Brains Out of the Footlocker: Lessons from General Stanley McChrystal
General Stanley McChrystal’s New York Times best-selling book Team of Teams begins with a narrative about an enemy that US Troops outnumbered, outresourced and should have—by all accounts—dominated. Yet, they were not dominating. They were losing badly. The enemy was like nothing they had ever seen—a living, adapting organism. US Troops had to morph and morph again to contain and reduce the threat. That narrative could be Cybersecurity’s except for one critical difference: Cybersecurity has failed to morph.

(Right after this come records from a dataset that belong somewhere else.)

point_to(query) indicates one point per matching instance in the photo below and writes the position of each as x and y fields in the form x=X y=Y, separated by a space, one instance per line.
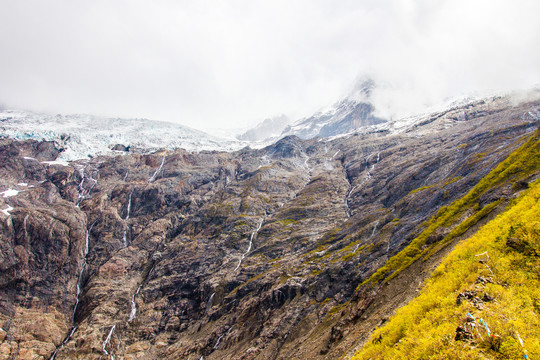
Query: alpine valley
x=297 y=250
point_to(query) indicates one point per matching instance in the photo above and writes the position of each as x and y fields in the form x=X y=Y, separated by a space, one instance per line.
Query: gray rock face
x=255 y=254
x=269 y=128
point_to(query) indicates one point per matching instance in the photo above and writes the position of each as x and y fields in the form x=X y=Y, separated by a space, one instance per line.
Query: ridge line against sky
x=225 y=64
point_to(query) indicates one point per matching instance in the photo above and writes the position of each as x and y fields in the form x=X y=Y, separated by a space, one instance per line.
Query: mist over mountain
x=269 y=128
x=298 y=250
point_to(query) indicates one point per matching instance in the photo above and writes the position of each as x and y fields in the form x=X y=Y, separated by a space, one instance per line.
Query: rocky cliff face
x=255 y=254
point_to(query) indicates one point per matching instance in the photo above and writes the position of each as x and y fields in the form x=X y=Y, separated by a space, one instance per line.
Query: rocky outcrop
x=255 y=254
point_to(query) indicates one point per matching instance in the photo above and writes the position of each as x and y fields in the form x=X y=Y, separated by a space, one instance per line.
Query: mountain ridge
x=253 y=254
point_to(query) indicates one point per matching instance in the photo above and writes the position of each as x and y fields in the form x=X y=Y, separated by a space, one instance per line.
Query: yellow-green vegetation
x=499 y=264
x=520 y=164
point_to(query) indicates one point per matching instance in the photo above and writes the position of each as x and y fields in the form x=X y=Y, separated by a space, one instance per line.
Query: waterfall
x=347 y=198
x=153 y=178
x=78 y=293
x=209 y=302
x=128 y=212
x=106 y=342
x=133 y=312
x=79 y=281
x=253 y=234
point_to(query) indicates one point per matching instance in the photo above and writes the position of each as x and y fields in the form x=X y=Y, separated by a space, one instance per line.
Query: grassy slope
x=519 y=165
x=426 y=327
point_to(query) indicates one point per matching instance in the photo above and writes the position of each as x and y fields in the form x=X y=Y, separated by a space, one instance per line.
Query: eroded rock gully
x=255 y=254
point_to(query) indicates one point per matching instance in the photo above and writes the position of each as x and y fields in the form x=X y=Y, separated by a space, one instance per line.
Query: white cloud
x=225 y=63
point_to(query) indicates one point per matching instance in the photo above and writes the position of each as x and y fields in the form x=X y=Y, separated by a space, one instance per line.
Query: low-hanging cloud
x=222 y=64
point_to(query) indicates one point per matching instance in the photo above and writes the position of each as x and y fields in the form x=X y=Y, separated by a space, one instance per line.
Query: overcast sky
x=223 y=64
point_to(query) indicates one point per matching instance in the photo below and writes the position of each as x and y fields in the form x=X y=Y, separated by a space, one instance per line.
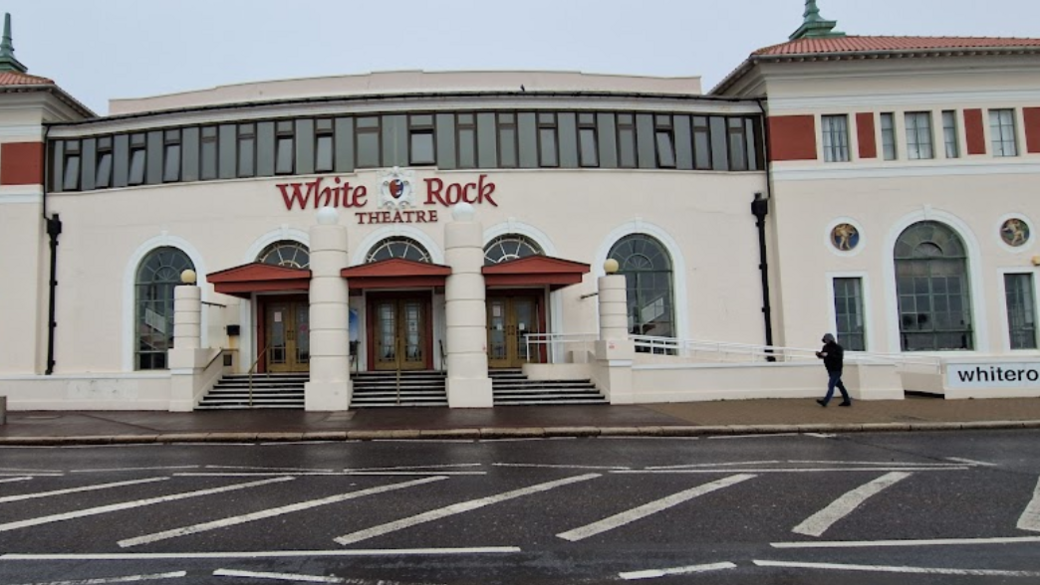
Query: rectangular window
x=285 y=147
x=1021 y=313
x=849 y=313
x=466 y=140
x=508 y=141
x=918 y=135
x=172 y=156
x=247 y=150
x=420 y=136
x=1002 y=128
x=72 y=160
x=138 y=146
x=588 y=147
x=665 y=142
x=888 y=135
x=835 y=130
x=950 y=134
x=548 y=155
x=209 y=157
x=626 y=141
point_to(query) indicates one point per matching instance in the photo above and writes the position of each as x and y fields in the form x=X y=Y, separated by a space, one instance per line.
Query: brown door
x=511 y=320
x=400 y=338
x=287 y=333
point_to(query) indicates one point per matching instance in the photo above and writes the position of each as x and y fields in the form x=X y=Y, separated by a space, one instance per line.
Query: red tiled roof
x=16 y=78
x=833 y=45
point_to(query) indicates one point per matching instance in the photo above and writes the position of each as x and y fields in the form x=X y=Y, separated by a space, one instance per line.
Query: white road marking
x=1031 y=517
x=819 y=523
x=134 y=504
x=77 y=489
x=134 y=469
x=655 y=573
x=549 y=466
x=127 y=579
x=458 y=509
x=268 y=513
x=261 y=554
x=971 y=461
x=694 y=465
x=886 y=543
x=905 y=569
x=650 y=508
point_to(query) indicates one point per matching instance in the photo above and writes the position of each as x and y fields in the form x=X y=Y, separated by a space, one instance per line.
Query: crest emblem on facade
x=395 y=189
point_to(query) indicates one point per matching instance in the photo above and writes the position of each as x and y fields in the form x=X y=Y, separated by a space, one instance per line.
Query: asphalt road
x=915 y=508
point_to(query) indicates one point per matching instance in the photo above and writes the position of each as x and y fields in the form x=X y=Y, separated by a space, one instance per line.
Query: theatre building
x=487 y=238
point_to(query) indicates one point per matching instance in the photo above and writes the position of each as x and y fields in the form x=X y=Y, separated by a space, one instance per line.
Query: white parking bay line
x=1031 y=517
x=905 y=569
x=655 y=573
x=270 y=512
x=21 y=497
x=134 y=504
x=458 y=509
x=819 y=523
x=651 y=508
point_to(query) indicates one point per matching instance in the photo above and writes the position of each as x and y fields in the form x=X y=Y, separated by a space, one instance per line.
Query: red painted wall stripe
x=793 y=137
x=973 y=131
x=1032 y=116
x=864 y=132
x=22 y=163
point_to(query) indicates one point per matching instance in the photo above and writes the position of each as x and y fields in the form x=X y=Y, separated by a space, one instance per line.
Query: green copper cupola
x=813 y=25
x=7 y=60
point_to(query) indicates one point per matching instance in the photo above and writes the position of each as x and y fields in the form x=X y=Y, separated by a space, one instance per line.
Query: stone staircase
x=269 y=390
x=374 y=389
x=511 y=387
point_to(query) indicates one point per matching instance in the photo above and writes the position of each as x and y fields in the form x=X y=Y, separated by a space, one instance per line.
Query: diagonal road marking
x=21 y=497
x=907 y=569
x=650 y=508
x=458 y=509
x=1031 y=517
x=270 y=512
x=819 y=523
x=135 y=504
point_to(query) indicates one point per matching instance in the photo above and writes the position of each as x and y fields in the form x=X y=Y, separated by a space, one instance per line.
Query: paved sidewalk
x=672 y=420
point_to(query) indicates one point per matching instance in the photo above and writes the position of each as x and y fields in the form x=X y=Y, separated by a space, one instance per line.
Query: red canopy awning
x=396 y=273
x=535 y=271
x=257 y=277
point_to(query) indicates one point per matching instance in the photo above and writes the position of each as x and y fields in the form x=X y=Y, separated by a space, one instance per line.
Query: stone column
x=329 y=387
x=468 y=384
x=615 y=352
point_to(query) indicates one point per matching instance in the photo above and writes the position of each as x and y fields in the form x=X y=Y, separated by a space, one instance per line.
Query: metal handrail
x=252 y=367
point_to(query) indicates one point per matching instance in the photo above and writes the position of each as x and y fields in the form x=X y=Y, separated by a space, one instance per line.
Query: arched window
x=510 y=247
x=289 y=254
x=932 y=283
x=398 y=248
x=648 y=271
x=158 y=275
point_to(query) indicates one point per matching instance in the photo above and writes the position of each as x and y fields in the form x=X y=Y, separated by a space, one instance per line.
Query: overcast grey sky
x=102 y=49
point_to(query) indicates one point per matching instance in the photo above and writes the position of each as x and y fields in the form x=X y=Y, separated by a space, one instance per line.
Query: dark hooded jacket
x=832 y=354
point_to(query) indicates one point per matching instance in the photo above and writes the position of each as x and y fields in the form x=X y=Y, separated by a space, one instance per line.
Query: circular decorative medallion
x=1015 y=232
x=845 y=236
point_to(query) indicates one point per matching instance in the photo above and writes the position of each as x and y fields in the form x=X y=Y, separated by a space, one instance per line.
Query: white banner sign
x=1023 y=375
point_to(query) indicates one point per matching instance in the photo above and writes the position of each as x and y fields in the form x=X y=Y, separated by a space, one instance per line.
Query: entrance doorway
x=287 y=334
x=400 y=335
x=511 y=319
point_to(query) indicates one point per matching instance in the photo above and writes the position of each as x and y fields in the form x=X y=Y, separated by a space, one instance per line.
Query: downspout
x=760 y=208
x=53 y=230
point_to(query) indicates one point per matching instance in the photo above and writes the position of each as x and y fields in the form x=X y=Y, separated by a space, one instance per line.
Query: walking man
x=833 y=356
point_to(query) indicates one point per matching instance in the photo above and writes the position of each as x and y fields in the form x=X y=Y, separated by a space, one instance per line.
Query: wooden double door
x=511 y=320
x=399 y=332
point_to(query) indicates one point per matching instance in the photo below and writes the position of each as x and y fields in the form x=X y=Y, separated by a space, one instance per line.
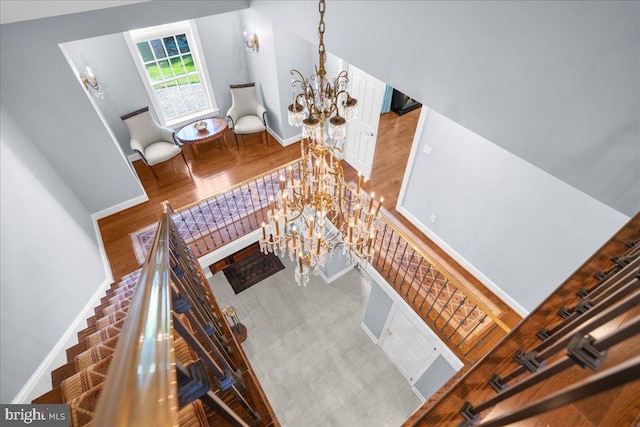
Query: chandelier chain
x=321 y=49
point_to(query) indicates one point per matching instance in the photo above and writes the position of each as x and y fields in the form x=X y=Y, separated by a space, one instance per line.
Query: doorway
x=408 y=346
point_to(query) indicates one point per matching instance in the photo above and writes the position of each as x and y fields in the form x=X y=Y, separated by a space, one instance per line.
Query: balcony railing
x=176 y=348
x=468 y=323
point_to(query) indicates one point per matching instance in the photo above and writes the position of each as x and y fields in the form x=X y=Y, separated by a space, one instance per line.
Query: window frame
x=158 y=32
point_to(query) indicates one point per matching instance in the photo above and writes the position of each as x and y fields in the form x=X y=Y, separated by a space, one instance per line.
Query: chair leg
x=185 y=162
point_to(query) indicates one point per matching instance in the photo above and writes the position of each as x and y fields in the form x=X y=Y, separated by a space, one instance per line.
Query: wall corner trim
x=120 y=207
x=464 y=263
x=24 y=396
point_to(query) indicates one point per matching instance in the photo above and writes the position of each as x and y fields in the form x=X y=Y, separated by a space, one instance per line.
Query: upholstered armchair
x=246 y=114
x=153 y=142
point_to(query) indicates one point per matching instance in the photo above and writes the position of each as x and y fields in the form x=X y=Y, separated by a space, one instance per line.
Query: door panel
x=362 y=129
x=408 y=347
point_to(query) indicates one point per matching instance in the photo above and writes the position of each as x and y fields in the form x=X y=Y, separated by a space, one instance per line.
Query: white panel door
x=407 y=346
x=362 y=130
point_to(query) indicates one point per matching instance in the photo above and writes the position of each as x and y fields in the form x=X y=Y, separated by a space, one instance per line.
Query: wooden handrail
x=436 y=265
x=233 y=187
x=486 y=309
x=142 y=389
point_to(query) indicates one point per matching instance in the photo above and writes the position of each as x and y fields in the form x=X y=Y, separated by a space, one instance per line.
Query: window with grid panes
x=171 y=65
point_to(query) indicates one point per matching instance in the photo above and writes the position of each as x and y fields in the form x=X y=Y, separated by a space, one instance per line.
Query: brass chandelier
x=315 y=212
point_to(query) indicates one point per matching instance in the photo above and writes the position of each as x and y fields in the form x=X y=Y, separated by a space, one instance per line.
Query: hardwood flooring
x=216 y=168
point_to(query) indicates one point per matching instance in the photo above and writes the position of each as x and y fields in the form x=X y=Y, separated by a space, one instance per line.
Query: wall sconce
x=91 y=83
x=252 y=42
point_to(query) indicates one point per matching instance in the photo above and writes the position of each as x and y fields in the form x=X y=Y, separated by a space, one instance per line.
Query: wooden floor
x=216 y=168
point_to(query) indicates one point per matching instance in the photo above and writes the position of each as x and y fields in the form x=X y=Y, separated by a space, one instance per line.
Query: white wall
x=555 y=83
x=124 y=92
x=223 y=48
x=280 y=51
x=48 y=103
x=110 y=60
x=522 y=229
x=51 y=263
x=262 y=68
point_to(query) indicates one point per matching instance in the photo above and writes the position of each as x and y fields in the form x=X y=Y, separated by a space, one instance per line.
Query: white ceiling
x=24 y=10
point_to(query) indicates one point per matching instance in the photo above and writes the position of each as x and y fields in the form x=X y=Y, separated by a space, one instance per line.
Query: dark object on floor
x=252 y=269
x=401 y=103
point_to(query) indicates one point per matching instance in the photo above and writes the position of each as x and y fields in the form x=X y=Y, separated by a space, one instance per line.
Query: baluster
x=429 y=290
x=424 y=277
x=445 y=306
x=406 y=245
x=410 y=285
x=406 y=270
x=475 y=306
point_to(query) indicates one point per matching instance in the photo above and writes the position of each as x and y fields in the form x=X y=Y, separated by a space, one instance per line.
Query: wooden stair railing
x=212 y=381
x=548 y=383
x=464 y=319
x=142 y=381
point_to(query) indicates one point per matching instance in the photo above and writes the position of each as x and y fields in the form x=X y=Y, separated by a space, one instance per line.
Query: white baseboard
x=284 y=142
x=420 y=396
x=133 y=157
x=369 y=333
x=400 y=304
x=120 y=207
x=463 y=262
x=226 y=250
x=40 y=381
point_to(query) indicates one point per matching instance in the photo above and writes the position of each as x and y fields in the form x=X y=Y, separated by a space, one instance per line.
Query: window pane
x=176 y=64
x=162 y=95
x=176 y=100
x=201 y=100
x=153 y=72
x=158 y=48
x=183 y=43
x=170 y=45
x=165 y=68
x=188 y=63
x=145 y=51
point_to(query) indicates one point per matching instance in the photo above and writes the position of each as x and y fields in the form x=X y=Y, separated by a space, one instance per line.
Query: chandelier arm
x=300 y=80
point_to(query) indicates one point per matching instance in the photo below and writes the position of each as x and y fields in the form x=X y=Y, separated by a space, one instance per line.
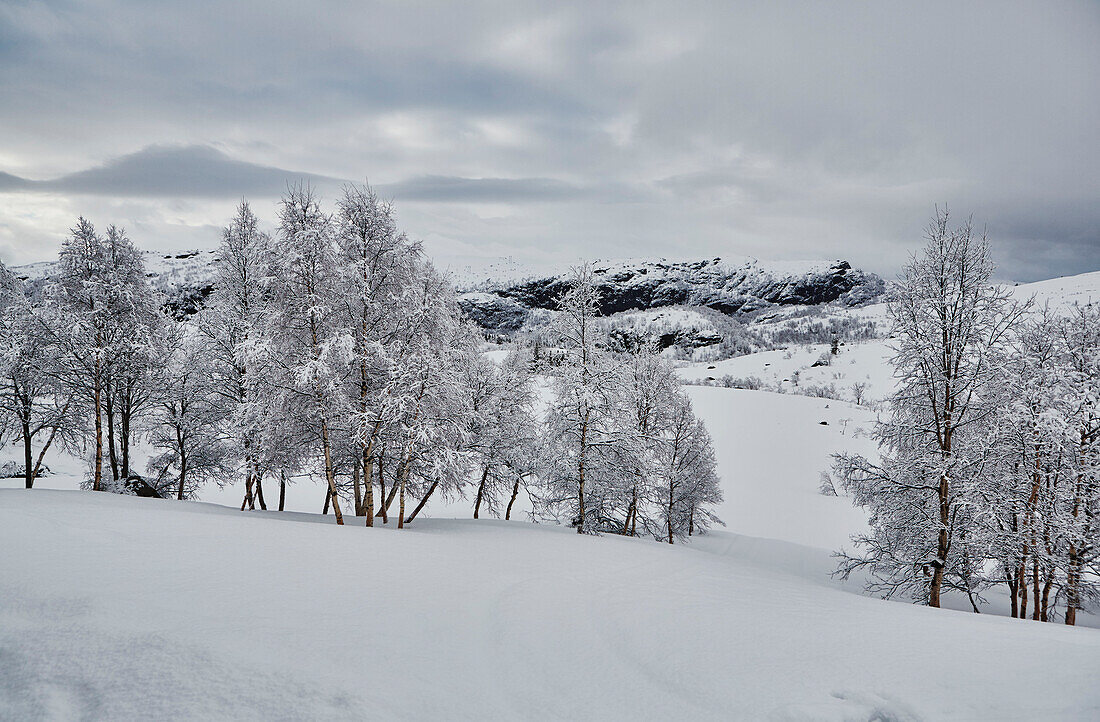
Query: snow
x=865 y=362
x=1082 y=288
x=771 y=450
x=145 y=609
x=124 y=608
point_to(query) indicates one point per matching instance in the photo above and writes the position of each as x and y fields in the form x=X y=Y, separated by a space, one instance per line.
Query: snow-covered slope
x=144 y=609
x=740 y=285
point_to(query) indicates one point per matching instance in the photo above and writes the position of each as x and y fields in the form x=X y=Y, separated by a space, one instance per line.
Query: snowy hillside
x=499 y=303
x=134 y=609
x=140 y=609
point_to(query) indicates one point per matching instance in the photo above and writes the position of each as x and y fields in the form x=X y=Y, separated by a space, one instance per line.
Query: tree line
x=989 y=474
x=333 y=349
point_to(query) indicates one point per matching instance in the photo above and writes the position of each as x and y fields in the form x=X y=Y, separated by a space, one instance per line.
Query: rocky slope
x=502 y=304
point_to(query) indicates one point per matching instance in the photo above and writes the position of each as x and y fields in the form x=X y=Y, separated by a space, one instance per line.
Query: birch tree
x=950 y=325
x=582 y=479
x=231 y=323
x=35 y=408
x=305 y=335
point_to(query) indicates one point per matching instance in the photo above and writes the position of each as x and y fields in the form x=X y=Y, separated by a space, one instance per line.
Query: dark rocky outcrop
x=640 y=285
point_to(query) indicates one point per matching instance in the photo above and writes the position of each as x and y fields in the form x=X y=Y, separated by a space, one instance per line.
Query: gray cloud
x=782 y=130
x=173 y=172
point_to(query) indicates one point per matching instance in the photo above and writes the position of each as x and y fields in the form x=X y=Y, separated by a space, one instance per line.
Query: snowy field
x=124 y=608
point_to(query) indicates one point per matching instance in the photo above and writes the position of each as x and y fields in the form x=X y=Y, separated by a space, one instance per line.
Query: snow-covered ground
x=123 y=608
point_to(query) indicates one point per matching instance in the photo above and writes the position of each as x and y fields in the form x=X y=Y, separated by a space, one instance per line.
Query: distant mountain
x=503 y=298
x=729 y=288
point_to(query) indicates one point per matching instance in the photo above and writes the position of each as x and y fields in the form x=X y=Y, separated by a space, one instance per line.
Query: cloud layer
x=549 y=133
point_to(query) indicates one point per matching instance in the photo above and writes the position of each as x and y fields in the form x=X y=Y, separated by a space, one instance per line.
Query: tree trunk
x=382 y=493
x=400 y=510
x=110 y=436
x=28 y=468
x=183 y=474
x=481 y=492
x=422 y=501
x=669 y=515
x=97 y=483
x=1047 y=583
x=369 y=480
x=124 y=415
x=328 y=469
x=358 y=488
x=260 y=493
x=249 y=501
x=580 y=474
x=1036 y=613
x=1013 y=592
x=1022 y=582
x=1073 y=579
x=515 y=492
x=942 y=544
x=389 y=500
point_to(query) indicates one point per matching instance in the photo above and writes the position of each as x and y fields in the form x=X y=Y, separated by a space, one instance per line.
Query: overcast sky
x=550 y=132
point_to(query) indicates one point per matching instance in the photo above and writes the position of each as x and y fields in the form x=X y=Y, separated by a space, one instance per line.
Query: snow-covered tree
x=187 y=422
x=100 y=316
x=583 y=479
x=376 y=265
x=231 y=324
x=1078 y=516
x=305 y=335
x=33 y=407
x=952 y=326
x=504 y=430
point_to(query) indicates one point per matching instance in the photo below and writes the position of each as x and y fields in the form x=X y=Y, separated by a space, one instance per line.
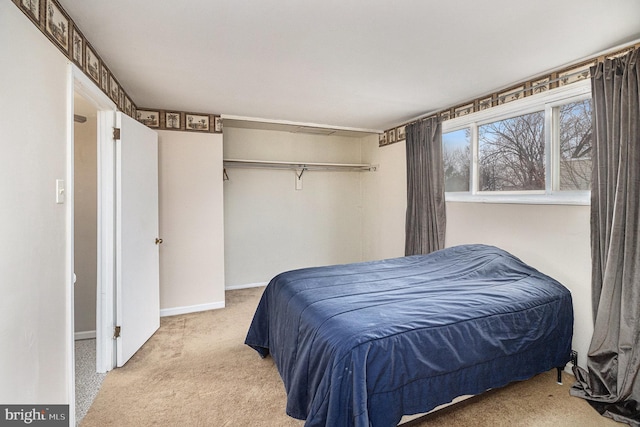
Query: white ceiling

During my discussion on To The Point Cybersecurity with the general, he drew analogies between today's cyber adversaries and the terrorist groups he faced in the early 2000’s. If we are to prevail against these cyber adversaries, we too must become a resilient, living, adapting organism.
Why We Must Morph
Cyber defense has largely relied on the same tactics over and over, defending against mostly known threats. The Cyber age brings unprecedented speed of action and exponentially increased number of variables making it impossible to use the same tactics twice or even predict outcomes. With the speed of sending 140 characters, doubt can be sown to plummet stock prices, ensue riots and ultimately destroy people’s confidence in the system.
How Do We Win?
We can start by understanding our adversary and, maybe more importantly, understanding ourselves. We should examine, how we operate vs how the adversary operates and ask how we need to change. Processes like acquisitions and command and control are two areas thwarting cyber defense.
We must morph command and control to operate more like the cardiovascular system—pushing information out like blood to the entire organization and with-it not just empowerment but expectation for individuals to act. We should not wait for a catastrophic event to start this transformation; now is the time to shed antiquated constraints.
Brains Out of the Footlocker
General McChrystal’s father often told his children "Put your brains in the footlocker, I'll do the thinking around here." In our complex Cyber environment, the idea of one person having all the answers, as General McChrystal confided, is “ B.S.” No one person has all the answers, and something as complex as cyber defense, requires the wisdom of the crowd. In fact, it is essential to our ability to execute and successfully concur challenges.
Change Must Start at the Federal Level
Resilient Cybersecurity requires an unprecedented interaction that starts at the Federal level. Not only must we examine and adjust how our systems and processes work, we must share information across service providers, firms and agencies. Although change should start there, commercial organizations must also examine their processes and morph.
Liaisons and fusion cells could be the beginning of this interaction, connecting a number of different entities in a capability that pumps out information much like the cardiovascular system, making it possible to tap into the wisdom of the crowd, changing the flow of information so that it is a strength not a vulnerability, creating resiliency.